Sacramento do Altar, por Sara Tyson (Artwork from Luther's Small Catechism, CPH) |
O uso de substâncias criadas nos sacramentos é um aval da criação. Se a criação fosse tão imperfeita e má como os gnósticos diziam, então deveríamos ter sacramentos sem matéria ou não deveríamos ter sacramentos. Lutero fala da palavra de Deus se juntando a um elemento, um elemento da criação, e tornando-se um sacramento (Catecismo Maior IV, 17). Nos sacramentos, nosso olhar foca primeiramente nas coisas, coisas materiais, coisas pertencentes à criação de Deus, através das quais vemos o sobrenatural. Não olhamos em volta delas, mas através delas, para ver a realidade sobrenatural. O que acontece nos sacramentos, em certo sentido, já aconteceu na encarnação. Em Jesus, vemos Deus. Na água, no pão e no vinho, encontramos Jesus. Tanto na encarnação quanto no sacramento, o criado se torna divino e serve ao único propósito divino da salvação. Tanto em Jesus quanto nos sacramentos, o invisível está oculto no visível, e desta forma a criação é primeiro afirmada e então elevada. Através da palavra de Deus, água, pão e vinho experimentam um tipo de redenção de seu uso subalterno e uma santificação pela qual o Espírito traz pessoas a um relacionamento mais elevado com Deus e confirma isto. Os elementos criados são levados ao seu mais alto potencial e pela palavra de Deus excedem esse potencial sem negar suas limitações. Nos sacramentos, coisas comuns são elevadas a um nível espiritual mais alto, uma dimensão na qual o Espírito Santo está operando. […] Luteranos confessionais são sistematicamente contrários a qualquer substituição das substâncias prescritas, assim como também a qualquer alteração do significado das palavras.
[…]
Os sacramentos são importantes não apenas por causa dos mandamentos de Deus, mas porque derivam sua vida e significado de uma cristologia centrada na encarnação.

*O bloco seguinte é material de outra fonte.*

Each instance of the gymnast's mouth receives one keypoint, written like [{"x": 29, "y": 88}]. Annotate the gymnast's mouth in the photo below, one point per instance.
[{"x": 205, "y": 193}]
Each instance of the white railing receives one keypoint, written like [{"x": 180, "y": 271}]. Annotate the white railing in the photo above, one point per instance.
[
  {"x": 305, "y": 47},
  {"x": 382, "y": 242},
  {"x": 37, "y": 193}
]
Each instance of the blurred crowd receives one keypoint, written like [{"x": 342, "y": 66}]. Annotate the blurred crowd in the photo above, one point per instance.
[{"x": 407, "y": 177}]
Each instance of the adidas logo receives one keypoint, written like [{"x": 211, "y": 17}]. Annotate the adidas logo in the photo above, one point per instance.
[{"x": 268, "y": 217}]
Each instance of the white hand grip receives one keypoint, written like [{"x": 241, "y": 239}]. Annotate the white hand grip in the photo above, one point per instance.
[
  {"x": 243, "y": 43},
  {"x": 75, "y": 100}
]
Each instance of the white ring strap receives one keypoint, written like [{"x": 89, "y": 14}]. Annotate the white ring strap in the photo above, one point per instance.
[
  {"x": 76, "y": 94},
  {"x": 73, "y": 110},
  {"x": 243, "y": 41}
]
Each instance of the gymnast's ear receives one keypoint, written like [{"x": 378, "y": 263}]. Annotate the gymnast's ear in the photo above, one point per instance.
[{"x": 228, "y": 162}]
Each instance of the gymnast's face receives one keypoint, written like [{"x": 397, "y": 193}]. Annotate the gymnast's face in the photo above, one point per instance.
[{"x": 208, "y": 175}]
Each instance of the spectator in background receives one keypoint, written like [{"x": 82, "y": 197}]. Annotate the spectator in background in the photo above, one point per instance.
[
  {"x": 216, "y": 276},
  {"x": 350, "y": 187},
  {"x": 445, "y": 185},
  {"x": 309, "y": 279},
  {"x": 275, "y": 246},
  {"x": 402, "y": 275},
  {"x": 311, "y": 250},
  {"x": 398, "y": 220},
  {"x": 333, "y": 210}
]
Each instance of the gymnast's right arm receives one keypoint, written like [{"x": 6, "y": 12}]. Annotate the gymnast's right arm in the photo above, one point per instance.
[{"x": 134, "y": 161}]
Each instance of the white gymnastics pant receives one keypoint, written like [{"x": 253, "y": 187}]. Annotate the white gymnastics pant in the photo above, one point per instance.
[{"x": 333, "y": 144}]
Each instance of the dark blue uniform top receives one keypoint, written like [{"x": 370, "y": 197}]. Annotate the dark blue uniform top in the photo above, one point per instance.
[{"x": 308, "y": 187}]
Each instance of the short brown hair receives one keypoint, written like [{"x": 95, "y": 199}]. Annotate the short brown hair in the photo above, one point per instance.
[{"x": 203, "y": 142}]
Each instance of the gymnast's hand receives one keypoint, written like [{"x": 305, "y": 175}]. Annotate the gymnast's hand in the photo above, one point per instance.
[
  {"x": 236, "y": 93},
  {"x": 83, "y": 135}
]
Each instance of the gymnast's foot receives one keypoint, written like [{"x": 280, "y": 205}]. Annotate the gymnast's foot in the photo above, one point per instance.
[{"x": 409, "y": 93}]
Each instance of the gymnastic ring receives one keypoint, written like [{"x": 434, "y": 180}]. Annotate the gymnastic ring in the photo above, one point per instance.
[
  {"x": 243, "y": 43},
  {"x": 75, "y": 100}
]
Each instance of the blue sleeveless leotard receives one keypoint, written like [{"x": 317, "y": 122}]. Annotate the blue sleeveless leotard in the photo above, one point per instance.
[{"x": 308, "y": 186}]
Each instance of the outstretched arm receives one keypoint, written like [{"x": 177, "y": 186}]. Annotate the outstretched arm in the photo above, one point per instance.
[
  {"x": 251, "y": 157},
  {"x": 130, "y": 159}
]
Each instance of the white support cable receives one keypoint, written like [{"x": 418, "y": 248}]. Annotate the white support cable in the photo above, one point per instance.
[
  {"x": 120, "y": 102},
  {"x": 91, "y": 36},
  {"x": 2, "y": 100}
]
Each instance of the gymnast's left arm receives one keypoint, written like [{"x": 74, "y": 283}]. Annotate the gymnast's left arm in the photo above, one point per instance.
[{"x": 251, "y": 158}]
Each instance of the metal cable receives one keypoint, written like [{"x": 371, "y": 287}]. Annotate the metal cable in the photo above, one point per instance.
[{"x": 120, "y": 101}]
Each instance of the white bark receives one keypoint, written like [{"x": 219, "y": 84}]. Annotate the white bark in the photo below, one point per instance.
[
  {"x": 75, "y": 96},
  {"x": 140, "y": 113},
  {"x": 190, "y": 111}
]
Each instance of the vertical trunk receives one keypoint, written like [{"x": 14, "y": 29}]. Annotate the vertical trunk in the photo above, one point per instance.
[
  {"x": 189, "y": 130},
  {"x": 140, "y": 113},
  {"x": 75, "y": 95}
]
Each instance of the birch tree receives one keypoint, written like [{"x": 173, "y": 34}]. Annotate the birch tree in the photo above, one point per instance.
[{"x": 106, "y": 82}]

A encarnação, por sua vez, é uma aprovação total da criação. Na encarnação, Deus toma para si a humanidade, a coroa de sua criação. Jesus é tanto Criador e criatura: “Igual ao Pai segundo a divindade e menor do que o Pai segundo a sua humanidade” [Credo Atanasiano].
[…]
Lutero insiste que Deus trabalha conosco por meio de ordenanças e coisas externas. Deus permanece em uma espécie de “união sacramental” com sua criação, pois mesmo em sua condição pecaminosa, ele continua sendo seu Criador. Historicamente, o demiurgo foi a invenção gnóstica de um Deus que não precisa se contaminar com a criação. Mas agir sacramentalmente significa agir por meio da criação (“meios”) ou criaturas. Com essa definição, a encarnação pode ser entendida sacramentalmente e nossos sacramentos têm dimensões encarnacionais.
[...]
A fé enxerga através do comer usual um tipo de comer mais profundo, que envolve o cristão na sua existência interior, de modo que o corpo e a alma recebem sustento no mesmo momento e no mesmo ato. Essencial para os luteranos é a ‘manducatio oralis’, uma nutrição do corpo pela boca. A nutrição exterior do corpo envolve a nutrição mais profunda do corpo e da alma com o corpo e sangue de Cristo.
- Dr. David P. Scaer, professor de Teologia Bíblica e Sistemática no Concordia Theological Seminary de Fort Wayne (EUA)
📖 David P. Scaer. Sacraments as an Affirmation of Creation. In: Concordia Theological Quarterly. v. 57, n. 4. Out. 1993. p. p. 241-264.